The head of the international chemical weapons watchdog Fernando Arias has informed the UN Security Council that its experts have probed 77 allegations against Syria, and concluded that in 17 cases chemical weapons were likely or definitely used.
Arias called it “a disturbing reality” that eight years after Syria joined the Chemical Weapons Convention, which prohibits the production or use of such weapons, many questions arise about its initial declaration of its weapons, stockpiles and precursors and its ongoing program.
He said Thursday that the Organization for the Prohibition of Chemical Weapons will be taking up a new issue at its next consultations with Syria — “the presence of a new chemical weapons agent found in samples collected in large storage containers in September 2020.”

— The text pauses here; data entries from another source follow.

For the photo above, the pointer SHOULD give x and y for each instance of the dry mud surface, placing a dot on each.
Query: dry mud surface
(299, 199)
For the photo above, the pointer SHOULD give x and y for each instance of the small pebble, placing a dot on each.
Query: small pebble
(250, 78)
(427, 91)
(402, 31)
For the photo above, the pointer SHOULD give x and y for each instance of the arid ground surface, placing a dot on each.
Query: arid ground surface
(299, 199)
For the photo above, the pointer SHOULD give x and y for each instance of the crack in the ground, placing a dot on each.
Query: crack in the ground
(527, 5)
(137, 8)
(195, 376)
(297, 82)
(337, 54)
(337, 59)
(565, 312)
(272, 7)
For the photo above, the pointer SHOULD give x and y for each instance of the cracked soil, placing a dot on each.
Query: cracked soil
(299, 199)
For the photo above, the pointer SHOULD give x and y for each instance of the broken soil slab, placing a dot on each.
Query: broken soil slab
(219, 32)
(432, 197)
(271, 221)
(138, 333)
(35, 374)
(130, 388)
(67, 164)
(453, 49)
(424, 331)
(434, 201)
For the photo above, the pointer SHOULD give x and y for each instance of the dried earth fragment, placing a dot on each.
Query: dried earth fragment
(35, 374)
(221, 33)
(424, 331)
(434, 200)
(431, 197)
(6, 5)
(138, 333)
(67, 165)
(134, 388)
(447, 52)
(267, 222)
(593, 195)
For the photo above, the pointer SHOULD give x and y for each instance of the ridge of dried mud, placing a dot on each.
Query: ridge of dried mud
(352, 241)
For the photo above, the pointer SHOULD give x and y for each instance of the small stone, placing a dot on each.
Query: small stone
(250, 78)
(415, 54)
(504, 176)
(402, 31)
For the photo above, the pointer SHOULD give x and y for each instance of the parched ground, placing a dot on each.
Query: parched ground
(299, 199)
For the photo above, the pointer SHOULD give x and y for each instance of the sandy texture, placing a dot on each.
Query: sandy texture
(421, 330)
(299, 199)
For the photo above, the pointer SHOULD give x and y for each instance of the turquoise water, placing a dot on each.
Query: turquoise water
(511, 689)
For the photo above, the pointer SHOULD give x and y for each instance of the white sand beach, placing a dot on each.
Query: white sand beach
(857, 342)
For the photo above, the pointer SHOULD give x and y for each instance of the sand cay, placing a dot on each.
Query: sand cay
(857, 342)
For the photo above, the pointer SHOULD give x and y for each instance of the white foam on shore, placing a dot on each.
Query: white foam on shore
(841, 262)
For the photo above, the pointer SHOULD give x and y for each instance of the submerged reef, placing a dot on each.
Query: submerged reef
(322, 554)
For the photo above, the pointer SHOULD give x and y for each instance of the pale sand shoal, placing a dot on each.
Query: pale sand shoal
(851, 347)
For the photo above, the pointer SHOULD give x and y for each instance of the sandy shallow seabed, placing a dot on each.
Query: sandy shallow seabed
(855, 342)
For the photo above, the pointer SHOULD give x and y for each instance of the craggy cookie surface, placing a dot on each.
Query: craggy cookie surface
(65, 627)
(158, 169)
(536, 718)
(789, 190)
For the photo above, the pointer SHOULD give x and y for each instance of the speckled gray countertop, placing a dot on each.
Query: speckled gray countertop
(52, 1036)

Arias said he sent a letter informing the Syrian government that he intended to send an OPCW team to look into this issue from May 18 to June 1, and requested visas but never got a response. He said he informed Damascus he was postponing the arrival to May 28.
With no reply from Syria by May 26, he said, “I decided to postpone the mission until further notice.”
Syria was pressed to join the Chemical Weapons Convention in September 2013 by its close ally Russia after a deadly chemical weapons attack that the West blamed on Damascus. By August 2014, President Bashar Assad’s government declared that the destruction of its chemical weapons was completed. But Syria’s initial declaration to the OPCW has remained in dispute.